Understanding Associations and Intestacy Laws

Associations: Nature and Constitution

Associations are nonprofit entities, formed voluntarily by three or more persons to accomplish a purpose of general interest, particularly through the sharing of personal resources or assets on a temporary or permanent basis. Moreover, economic activities can be ancillary or subordinate to its purpose if the returns arising therefrom are used exclusively to fulfill this. The assets of the associations cannot be shared in any case between partners and may not be assigned free of charge to certain individuals or entities for profit. An exception is made subject to reimbursement in accordance with Article 323-2.

Capacity for Constitution

  1. Associations may be formed by individuals and legal persons, both public and private.
  2. Individuals who form an association must have the capacity to act or be at least fourteen years old and act with the assistance of legal representatives if they are emancipated. In children’s, youth, and student associations, sufficient natural ability is required. However, to make contributions to the same property or assume obligations, the capacity for such acts is required. In any case, it is clear that if an elderly person is part of the association, they must formalize the effect of acts that require it.
  3. In the case of legal persons, it is required that the rules governing them do not prohibit them from forming associations, and the agreement is adopted by a competent body.

Constitution Requirements

The agreement for establishing a partnership, which should be in writing, must state at least:

  • a) The place and date on which the original act stands.
  • b) The name, address, nationality, and, if the founders are minors, their age. These details must be accredited documentarily.
  • c) The will to establish the association, which is credited with signing the minutes, accompanied, in the case of legal persons, by the documentary record of the agreement or decision.
  • d) The statutes of the association.
  • e) Contributions made or committed to the initial equity of the association, if any, indicating the nature of the goods, the title, the contribution conditions, and their assessment, if not money.
  • f) The appointment of persons to be included in the initial governing body.

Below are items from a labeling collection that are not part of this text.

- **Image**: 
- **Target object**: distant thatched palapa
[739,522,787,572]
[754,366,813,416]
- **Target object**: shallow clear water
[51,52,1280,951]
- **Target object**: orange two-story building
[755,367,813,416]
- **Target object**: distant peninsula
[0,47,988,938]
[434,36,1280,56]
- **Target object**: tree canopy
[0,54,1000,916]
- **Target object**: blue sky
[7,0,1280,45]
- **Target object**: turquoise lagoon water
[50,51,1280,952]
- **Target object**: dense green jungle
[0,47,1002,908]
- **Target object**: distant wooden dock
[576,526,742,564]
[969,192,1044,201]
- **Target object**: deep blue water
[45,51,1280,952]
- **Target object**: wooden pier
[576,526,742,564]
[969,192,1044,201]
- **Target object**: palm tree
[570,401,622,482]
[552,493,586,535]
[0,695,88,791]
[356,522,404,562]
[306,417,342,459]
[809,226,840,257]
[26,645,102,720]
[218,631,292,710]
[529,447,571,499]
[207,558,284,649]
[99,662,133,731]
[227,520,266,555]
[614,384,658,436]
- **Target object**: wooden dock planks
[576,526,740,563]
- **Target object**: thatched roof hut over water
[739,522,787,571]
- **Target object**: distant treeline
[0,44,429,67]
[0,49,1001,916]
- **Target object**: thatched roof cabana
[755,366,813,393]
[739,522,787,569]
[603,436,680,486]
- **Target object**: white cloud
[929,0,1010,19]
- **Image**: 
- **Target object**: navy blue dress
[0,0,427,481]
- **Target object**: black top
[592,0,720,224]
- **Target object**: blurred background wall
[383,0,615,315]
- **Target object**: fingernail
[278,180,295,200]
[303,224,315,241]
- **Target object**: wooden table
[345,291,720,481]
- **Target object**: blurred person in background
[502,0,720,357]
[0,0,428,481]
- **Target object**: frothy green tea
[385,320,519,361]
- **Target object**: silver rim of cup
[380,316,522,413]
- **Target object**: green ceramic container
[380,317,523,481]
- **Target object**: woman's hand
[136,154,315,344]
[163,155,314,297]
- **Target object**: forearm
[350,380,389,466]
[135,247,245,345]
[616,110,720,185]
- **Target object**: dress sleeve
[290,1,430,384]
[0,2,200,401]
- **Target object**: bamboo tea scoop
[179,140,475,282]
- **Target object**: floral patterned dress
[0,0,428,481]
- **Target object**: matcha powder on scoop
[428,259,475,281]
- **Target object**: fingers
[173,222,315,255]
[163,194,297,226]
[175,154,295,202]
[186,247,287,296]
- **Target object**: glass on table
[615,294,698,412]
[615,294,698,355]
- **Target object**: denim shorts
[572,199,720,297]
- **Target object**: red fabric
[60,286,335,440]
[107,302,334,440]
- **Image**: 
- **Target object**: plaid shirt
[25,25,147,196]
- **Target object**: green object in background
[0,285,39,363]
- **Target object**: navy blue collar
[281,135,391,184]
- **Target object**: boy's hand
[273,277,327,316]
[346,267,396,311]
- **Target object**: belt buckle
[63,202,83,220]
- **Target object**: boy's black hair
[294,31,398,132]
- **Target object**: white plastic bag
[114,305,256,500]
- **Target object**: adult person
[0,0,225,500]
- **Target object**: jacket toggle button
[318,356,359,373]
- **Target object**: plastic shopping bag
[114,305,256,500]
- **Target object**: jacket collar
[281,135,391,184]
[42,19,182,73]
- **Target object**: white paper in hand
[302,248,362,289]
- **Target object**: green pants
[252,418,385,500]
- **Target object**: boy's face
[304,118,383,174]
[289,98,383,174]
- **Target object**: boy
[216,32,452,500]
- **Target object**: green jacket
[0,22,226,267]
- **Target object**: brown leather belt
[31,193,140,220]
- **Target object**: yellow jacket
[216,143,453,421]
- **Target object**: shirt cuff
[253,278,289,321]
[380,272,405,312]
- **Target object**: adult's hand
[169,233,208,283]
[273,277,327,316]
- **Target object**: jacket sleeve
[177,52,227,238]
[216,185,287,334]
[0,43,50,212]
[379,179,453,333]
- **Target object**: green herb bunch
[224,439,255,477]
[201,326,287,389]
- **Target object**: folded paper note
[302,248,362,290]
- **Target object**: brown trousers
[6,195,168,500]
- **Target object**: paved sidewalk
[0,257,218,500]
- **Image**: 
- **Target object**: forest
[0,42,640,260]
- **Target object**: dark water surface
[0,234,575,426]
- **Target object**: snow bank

Intestacy: Surviving Spouse or Cohabitant

The 2nd order of succession established in the absence of children and descendants, and in front of parents and ancestors, inheritance passes to the surviving spouse or regular partner. But only if, at the time of death, there is a marriage or cohabitation situation effectively. Therefore, it will not happen when there is annulment, divorce, or legal separation or de facto, or when an application is pending for one of these causes.

However, if the deceased dies leaving children or descendants, the spouse or regular partner is entitled to attend with them, so that the children or descendants acquire the bare ownership of the estate and the spouse or regular partner a right of usufruct to extend to all assets of the estate. It is a life estate that is maintained even if it loses its status as a widower, that is, even if remarriage or actually go to live with another person. However, the Act confers the power to the surviving spouse to choose to switch (replace) the usufruct for the attribution of ownership of a quarter of the inheritance + usufruct of the marital home. Switching this option may be exercised within a period of one year after death. And if and when the deceased has not provided housing for another person in codicil or estate deal. If the surviving widow or steady partner was part owner of the home jointly with the deceased, usufruct will only cover the fee or part of the house belonging to the deceased. As to the fourth part of the estate, it may be paid by awarding property or money, at the option of the other heirs.